Wie im vorigen Kapitel dargelegt, hatten noch keine Angst vor der Thematisierung der Sachenproblematik im soziologischen Kontext Autoren wie: MARX, DURKHEIM, WEBER, SCHMALENBACH oder v.STEIN. Die Ausgrenzung von "sachhaften Gelegenheiten" (S.31), ihre "Exkommunikation aus dem systematischen Konzept [erscheint] schlicht ... als die Folge formaler und/oder methodologischer Purismen" (S.13). LINDE nennt hier insbesondere die nach MARX einsetzende Psychologisierung des Soziologiekonzepts einerseits und dessen Formalisierung andererseits als Ursachen dieses Ausfalls der Kategorie Sache oder Sachverhältnis für den weiteren Werdegang der Soziologietheorie.
Einen solchen expliziten Ausschluss der Sachbezüge lastet LINDE z.B. auch v.WIESE an, der in den zwanziger Jahren des vorigen Jahrhunderts in seiner allgemeinen Soziologie keine Verwendung für den Sachbegriff fand, ihm aber in speziellen Soziologien durchaus einen Stellenwert einräumte. LINDE disqualifiziert eine solche "Vorgehensweise des teils-teils" denn auch als "irrelevante Abstraktion" (S.79) .

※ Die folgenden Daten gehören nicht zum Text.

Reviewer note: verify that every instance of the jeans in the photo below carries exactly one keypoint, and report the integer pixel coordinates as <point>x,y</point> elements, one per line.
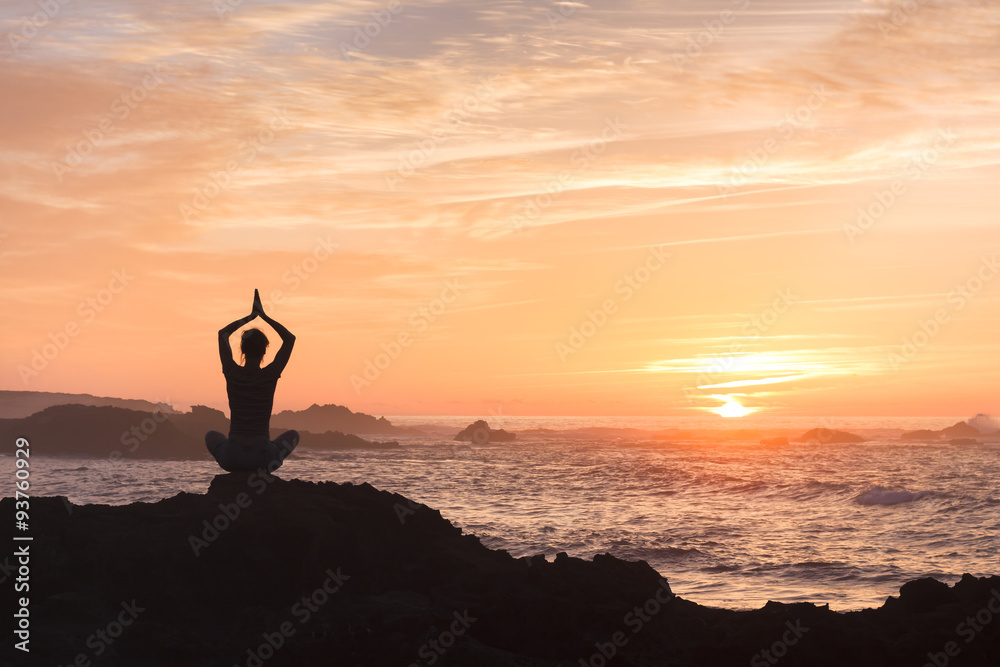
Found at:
<point>244,455</point>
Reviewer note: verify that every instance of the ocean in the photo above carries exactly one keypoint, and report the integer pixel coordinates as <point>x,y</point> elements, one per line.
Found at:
<point>728,521</point>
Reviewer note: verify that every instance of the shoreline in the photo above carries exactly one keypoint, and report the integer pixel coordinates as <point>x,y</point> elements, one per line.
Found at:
<point>237,558</point>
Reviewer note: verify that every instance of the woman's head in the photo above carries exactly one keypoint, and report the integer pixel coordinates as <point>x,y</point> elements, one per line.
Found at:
<point>253,344</point>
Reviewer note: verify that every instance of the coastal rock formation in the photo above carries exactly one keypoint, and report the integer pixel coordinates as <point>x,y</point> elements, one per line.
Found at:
<point>824,436</point>
<point>18,404</point>
<point>117,433</point>
<point>323,418</point>
<point>480,433</point>
<point>959,430</point>
<point>263,571</point>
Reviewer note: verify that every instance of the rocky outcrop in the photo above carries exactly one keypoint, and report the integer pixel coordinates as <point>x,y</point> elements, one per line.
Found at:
<point>263,571</point>
<point>323,418</point>
<point>18,404</point>
<point>824,436</point>
<point>959,430</point>
<point>119,433</point>
<point>480,433</point>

Ein weiterer Autor, den der Sachblindheitsvorwurf LINDEs trifft, ist der in Kapitel 1 erwähnte C.P. LOOMIS, der ja -wie erwähnt- dem eher psychologistischen Ansatz von TÖNNIES nicht fern stand. Für solche kognitive Programme versperrt sich natürlich der Sachenbegriff einer adäquaten Behandlung, wenn man ihm (der ja somit eigentlich eine "Residualkategorie" ist) nicht ein Hintertürchen öffnete, durch das er in das soziale System -als Gegenstand der Soziologie- wieder eintreten kann. Dieses Hintertürchen ist beschriftet mit: "verwendete Mittel, um im sozialen System Ziele (Zwecke) zu erreichen" . So kommentiert LINDE abschliessend den amerikanischen Soziologen: "Eine eigene Bedeutung komme den Sachen eigentlich nur bei der vergleichenden Analyse ökonomischer und sozialer Entwicklungsprozesse zu, und zwar vermittelt durch ihre spezifische Spiegelung im Werthorizont derer, die sie (a) besitzen, (b) kontrollieren oder (c) gebrauchen"(S.23).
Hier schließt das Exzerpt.